Parsing array braces

The task was to parse a string with a data-type in it. This was already working for single-value types, so we could parse "int", "double", "string" etc, via the function from_input_type. Now I was to extend it to also parse array definitions with one or two fixed dimensions, like "int[5]" or "double[4,7]".

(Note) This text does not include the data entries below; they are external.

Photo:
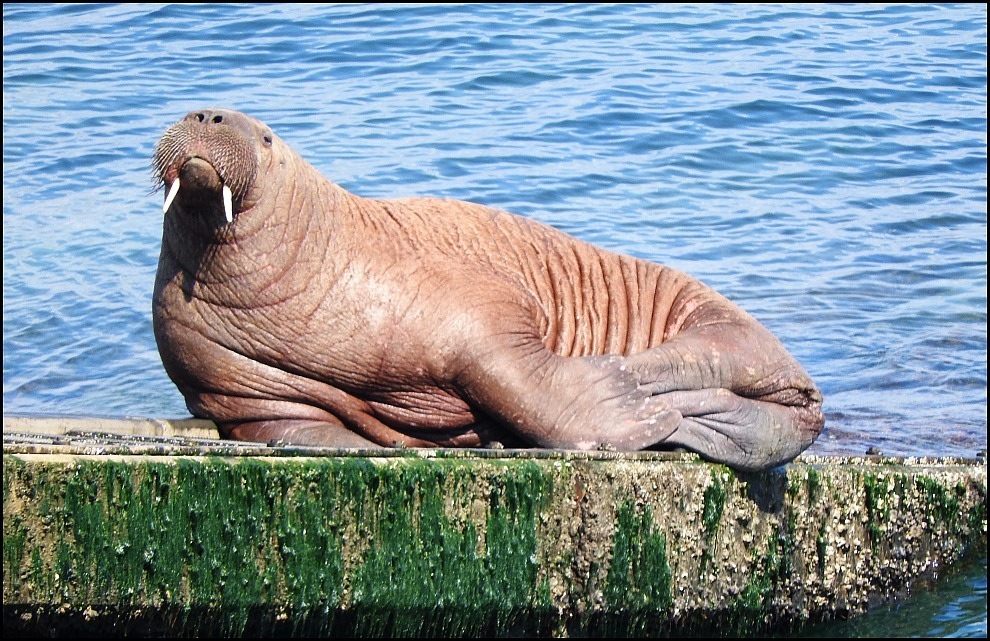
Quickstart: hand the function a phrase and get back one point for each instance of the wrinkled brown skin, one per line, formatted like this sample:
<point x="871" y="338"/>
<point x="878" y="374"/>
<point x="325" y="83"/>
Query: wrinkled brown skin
<point x="318" y="317"/>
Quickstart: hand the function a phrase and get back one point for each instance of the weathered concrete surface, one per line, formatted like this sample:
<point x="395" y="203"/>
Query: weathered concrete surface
<point x="180" y="536"/>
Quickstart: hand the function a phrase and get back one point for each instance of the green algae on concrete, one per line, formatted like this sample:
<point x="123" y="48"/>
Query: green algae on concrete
<point x="468" y="544"/>
<point x="310" y="539"/>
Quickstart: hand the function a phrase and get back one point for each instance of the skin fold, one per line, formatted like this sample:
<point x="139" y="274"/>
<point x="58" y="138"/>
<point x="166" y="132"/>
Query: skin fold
<point x="302" y="313"/>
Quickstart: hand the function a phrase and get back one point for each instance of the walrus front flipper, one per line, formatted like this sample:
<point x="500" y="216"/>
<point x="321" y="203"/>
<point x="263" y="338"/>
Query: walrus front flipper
<point x="568" y="402"/>
<point x="302" y="433"/>
<point x="745" y="401"/>
<point x="746" y="434"/>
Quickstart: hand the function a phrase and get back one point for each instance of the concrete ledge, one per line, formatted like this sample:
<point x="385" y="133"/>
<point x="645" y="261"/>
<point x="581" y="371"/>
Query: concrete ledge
<point x="187" y="536"/>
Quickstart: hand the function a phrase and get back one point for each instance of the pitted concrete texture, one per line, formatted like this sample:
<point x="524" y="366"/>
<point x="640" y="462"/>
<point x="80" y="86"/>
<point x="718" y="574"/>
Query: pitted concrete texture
<point x="172" y="534"/>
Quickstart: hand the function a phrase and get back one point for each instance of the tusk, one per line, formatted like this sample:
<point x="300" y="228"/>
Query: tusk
<point x="172" y="191"/>
<point x="228" y="205"/>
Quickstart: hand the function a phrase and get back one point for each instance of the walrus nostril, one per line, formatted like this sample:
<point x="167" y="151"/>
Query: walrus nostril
<point x="205" y="116"/>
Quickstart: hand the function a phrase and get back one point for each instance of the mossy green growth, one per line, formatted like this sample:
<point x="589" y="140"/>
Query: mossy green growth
<point x="713" y="504"/>
<point x="877" y="489"/>
<point x="343" y="545"/>
<point x="440" y="576"/>
<point x="749" y="613"/>
<point x="638" y="586"/>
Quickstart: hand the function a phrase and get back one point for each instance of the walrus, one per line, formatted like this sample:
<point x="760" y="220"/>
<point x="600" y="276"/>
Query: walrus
<point x="288" y="309"/>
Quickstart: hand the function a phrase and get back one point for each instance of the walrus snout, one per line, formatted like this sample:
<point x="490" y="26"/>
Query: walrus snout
<point x="226" y="140"/>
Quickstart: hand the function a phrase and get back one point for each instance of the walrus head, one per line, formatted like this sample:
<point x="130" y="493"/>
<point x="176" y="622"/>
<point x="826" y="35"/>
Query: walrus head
<point x="213" y="156"/>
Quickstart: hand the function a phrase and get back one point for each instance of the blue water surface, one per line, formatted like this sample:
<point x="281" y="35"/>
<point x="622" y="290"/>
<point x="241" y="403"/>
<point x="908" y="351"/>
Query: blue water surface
<point x="822" y="165"/>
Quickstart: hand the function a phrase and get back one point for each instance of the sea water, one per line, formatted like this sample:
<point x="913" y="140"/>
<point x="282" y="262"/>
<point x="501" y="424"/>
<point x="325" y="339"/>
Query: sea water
<point x="824" y="166"/>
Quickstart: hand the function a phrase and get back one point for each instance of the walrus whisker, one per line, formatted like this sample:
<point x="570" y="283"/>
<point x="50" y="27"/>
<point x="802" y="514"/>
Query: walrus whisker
<point x="172" y="191"/>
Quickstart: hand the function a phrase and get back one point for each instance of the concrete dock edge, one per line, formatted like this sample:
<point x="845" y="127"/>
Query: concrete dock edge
<point x="138" y="527"/>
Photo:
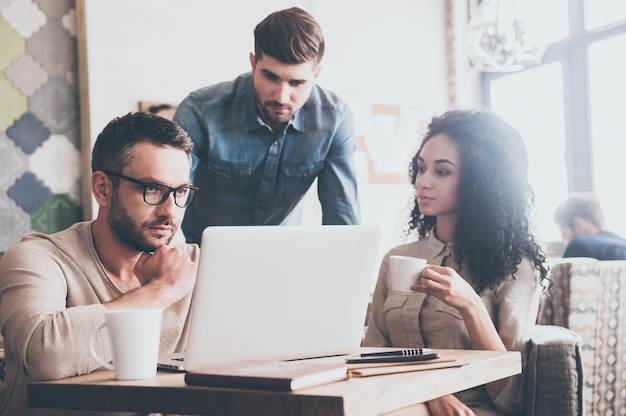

My first attempt, implementing it as a constructor taking the definition string, looked like this:

auto suffix_begin = type_code.find('[');
if (suffix_begin == std::string::npos)
{
  this->type = from_input_type(type_code);
  return;
}

auto suffix_end = type_code.find(']', suffix_begin);
if (suffix_end == std::string::npos)
{
  throw std::invalid_argument("Malformed attribute type suffix: no end brace.");
}

auto type_tag = type_code.substr(0, suffix_begin);
this->type = from_input_type(type_tag);
auto in_brackets = type_code.substr(suffix_begin+1, suffix_end-suffix_begin-1);

auto separator = in_brackets.find(',');
if (separator == std::string::npos)
{
  this->rank = attribute_rank_t::1d;
  this->dim[0] = parse_size(in_brackets);
  return;
}
  
auto first = in_brackets.substr(0, separator);
auto second = in_brackets.substr(separator+1);

this->rank = attribute_rank_t::2d;
this->dim[0] = parse_size(first);
this->dim[1] = parse_size(second);

It’s not pretty, but it passed all the tests I set up for it. And this was pre-refactoring. I knew there was something else coming up: In a different constructor, we wanted to parse type definitions that look similar, but are not quite the same. Instead of 1 or 2 fixed dimensions, the brackets have to be empty there, e.g. "float[]" or "string[]". Note that they are still optional, it can still have single-values as well.
Now I wanted to reuse the code to locate the brackets, but the current structure wasn’t really well suited for that, with the member initialization spread all over the function. Obviously, the code parsing the contents of the brackets (from the auto separator = ... line down) was of no use for the second case, the first half is the interesting bit here. So I was looking at the calls to from_input_type in the upper half and asked myself: Can I return first, before calling this? The answer is, of course, yes.

struct type_with_brackets_t
{
  std::string_view type;
  std::string_view in_brackets;
  // There's a difference between empty brackets (e.g. string[])
  // and no brackets (e.g. string)
  bool has_brackets = false;
};

type_with_brackets_t split_type(std::string_view const& type_code)
{
  auto suffix_begin = type_code.find('[');
  if (suffix_begin == std::string::npos)
  {
    return {type_code, {}, false};
  }

  auto suffix_end = type_code.find(']', suffix_begin);
  if (suffix_end == std::string::npos)
  {
    throw std::invalid_argument("Malformed attribute type suffix: no end brace.");
  }

  auto type_tag = type_code.substr(0, suffix_begin);
  auto suffix = type_code.substr(suffix_begin+1, suffix_end-suffix_begin-1);
  return {type_tag, suffix, true};
}

With this, we can replace the upper half of the first function with:

auto [tag, in_brackets, has_brackets] = split_type(type_code);
this->type = from_input_type(tag);
if (!has_brackets)
  return;

/* continue parsing in_brackets */

The other “int[]” case can obviously be implemented very easiely now:

auto [tag, _, has_brackets] = split_type(type_code);
this->type = from_input_type(tag);
this->is_array = has_brackets;

Of course, when just extracting the code as a function, you could be tempted to also call from_input_type in that function, but return first guided us away from that. I think this is a very good outcome, as it clearly separates splitting the string and interpreting the parts, naturally eliminating the duplicated from_input_type call. You can still have a function that does both, if you want, by adding a small facade araound split_type that also does the conversion.

I hope this example cleared up the method a bit more. One reason why deeply nested function calls are so common is that most languages make it easier to pass parameters than return multiple values. You will often find that this style will require more custom data-types that are just used as function return values. But functions will naturally compose easier because you will bundle smaller pieces, e.g. in this case, you can use the function without from_input_type, and I believe that will pay off in the end.